In reality, women do not look for work, because they have lost all hope of getting work. As they return to running the home, the family’s income falls, forcing them to cut their household expenses. This is a double whammy for women employment. Lower-middle class families might employ part-time domestic helps if the woman of the house goes out to work. When these women leave the workforce, the first job to go is that of the domestic help. More often than not, this is likely to be a woman, which leads to a further rise in women unemployment.

But what about men? In 2019, before Covid, the ILO’s figures suggested that 73 per cent of working-age Indian men participated in the labour force, which was only marginally lower than the 74 per cent figure for low and middle-income countries. The CMIE data for male labour-force participation rate for mid-2019 was similar, ranging between 72 and 73 per cent. This has dropped to just 66 per cent in October 2022.

Between February 2020 (before the Covid lockdowns) and October 2022, the working-age male population in India increased by 46 million. If the labour-force participation rate had remained the same, an additional 33 million men would have been looking for work. Instead, that number has increased by just 1.3 million. In effect, nearly 32 million working-age men have fallen out of the labour force.

The most-likely explanation for this is that they are not physically capable of working, given the kind of jobs available for the poor in India. Agriculture, construction and trade account for nearly three-fourths of all jobs in the country. All three pay poorly and two of them involve back-breaking labour. Studies from Europe show that a farmer working for eight hours will lose around 4,500 Kcal, while a construction worker would use up roughly 4,000 Kcal in the same time. In India, construction is much more labour-intensive and is likely to require even more energy. That is way higher than the 2,400 Kcal per day that is recommended for rural Indians.

The Food and Agricultural Organisation (FAO) estimates that over 16 per cent Indians are undernourished, which means a large number of poor people in the working-age population do not even get half the calories they need to be able to do hard labour. They barely survive on free rations, handouts from the government and support from their village community. This is a vicious cycle; government rations are just enough to support a sedentary life, and the poor cannot get jobs that can be performed on their current level of nutrition. So, they have no option, but to be permanently dependent on what our media terms ‘freebies’.

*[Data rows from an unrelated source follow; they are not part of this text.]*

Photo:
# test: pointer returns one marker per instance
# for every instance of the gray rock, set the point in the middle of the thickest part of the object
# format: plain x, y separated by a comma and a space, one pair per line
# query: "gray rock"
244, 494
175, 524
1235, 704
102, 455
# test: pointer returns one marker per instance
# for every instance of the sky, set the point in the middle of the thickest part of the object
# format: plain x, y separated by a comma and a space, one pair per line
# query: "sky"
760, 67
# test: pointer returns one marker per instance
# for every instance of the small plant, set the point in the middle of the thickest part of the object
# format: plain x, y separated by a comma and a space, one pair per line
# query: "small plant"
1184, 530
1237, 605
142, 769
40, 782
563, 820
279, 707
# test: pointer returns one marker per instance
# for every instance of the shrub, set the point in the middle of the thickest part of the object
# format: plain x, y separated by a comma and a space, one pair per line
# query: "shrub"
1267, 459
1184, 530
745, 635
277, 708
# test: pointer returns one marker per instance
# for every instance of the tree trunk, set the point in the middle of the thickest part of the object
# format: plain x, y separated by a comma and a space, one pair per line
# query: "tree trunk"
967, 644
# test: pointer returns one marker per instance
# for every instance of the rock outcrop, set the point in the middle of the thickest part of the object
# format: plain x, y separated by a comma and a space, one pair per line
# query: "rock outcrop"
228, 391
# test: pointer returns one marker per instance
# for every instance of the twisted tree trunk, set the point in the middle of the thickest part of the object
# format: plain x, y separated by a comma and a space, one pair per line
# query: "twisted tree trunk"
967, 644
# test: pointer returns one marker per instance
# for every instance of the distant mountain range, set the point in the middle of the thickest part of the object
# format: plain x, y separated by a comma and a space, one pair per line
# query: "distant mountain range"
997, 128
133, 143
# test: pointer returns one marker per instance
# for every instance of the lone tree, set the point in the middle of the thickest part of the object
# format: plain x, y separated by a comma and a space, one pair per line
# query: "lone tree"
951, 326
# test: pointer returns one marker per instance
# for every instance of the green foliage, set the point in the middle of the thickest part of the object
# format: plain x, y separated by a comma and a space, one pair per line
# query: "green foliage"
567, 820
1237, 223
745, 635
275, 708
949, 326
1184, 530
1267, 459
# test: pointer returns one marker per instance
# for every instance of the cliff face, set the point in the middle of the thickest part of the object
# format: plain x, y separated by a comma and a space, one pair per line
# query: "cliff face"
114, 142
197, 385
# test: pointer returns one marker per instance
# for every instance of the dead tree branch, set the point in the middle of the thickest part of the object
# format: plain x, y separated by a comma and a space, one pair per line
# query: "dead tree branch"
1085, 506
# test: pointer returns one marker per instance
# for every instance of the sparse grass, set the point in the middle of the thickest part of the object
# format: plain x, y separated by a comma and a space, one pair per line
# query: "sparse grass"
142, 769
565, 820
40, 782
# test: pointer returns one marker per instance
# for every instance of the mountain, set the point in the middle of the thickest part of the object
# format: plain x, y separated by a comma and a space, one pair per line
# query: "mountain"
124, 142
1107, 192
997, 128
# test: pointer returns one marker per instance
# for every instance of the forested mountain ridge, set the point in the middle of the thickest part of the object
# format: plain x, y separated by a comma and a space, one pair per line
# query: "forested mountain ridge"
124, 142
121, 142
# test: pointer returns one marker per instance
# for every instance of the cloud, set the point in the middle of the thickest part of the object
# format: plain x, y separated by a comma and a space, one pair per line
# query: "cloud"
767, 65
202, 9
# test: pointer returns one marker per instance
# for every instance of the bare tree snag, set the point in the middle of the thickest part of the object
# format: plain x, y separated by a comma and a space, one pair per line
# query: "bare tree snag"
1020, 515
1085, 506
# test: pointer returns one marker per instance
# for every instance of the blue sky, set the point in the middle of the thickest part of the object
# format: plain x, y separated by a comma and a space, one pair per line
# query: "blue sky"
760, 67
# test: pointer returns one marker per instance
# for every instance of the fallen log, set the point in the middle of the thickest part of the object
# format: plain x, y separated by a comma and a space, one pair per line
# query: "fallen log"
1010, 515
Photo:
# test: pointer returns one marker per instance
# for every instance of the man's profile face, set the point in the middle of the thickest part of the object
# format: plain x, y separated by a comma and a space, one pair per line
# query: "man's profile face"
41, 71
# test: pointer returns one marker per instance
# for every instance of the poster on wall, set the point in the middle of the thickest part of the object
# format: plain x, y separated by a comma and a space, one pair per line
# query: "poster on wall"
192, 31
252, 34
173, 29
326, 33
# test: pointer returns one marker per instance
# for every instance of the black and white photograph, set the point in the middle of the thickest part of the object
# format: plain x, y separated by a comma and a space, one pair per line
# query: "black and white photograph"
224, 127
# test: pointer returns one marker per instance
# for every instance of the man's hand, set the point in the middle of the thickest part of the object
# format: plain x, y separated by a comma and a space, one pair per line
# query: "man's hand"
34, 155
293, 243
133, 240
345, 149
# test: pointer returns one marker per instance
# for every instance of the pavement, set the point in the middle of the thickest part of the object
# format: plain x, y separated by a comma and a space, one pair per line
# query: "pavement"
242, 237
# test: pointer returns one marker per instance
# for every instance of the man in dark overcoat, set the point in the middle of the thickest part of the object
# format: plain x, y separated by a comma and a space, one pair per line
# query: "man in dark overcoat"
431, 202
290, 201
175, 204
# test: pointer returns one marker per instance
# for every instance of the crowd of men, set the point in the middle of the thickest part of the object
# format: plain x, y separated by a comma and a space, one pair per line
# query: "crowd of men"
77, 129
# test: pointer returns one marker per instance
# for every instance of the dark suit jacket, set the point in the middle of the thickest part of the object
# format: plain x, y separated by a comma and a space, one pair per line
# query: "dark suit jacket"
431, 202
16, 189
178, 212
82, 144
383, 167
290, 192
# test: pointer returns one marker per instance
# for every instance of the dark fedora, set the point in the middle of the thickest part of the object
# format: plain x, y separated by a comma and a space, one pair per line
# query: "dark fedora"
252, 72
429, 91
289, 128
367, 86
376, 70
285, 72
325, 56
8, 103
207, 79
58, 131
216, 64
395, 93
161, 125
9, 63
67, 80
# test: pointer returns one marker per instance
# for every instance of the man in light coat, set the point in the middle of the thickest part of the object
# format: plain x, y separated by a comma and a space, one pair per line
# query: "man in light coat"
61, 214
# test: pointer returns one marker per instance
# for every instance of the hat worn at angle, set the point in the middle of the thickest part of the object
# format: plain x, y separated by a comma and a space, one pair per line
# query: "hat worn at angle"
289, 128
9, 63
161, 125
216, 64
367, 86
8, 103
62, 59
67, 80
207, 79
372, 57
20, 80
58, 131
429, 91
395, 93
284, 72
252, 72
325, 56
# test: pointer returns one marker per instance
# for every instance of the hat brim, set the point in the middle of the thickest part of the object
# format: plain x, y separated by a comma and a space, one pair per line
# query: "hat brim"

This is a complete reversal of the path India was seeking when we became Independent. Instead of workers moving from hard labour to more mechanised work on factory floors, today most employment opportunities involve hard physical labour. The only way to get out of this is if the state guides the economy towards higher employment, better working conditions and employment-enhancing mechanisation, while sacrificing immediate profits. Without that, India will be a subsistence economy for a majority of its people.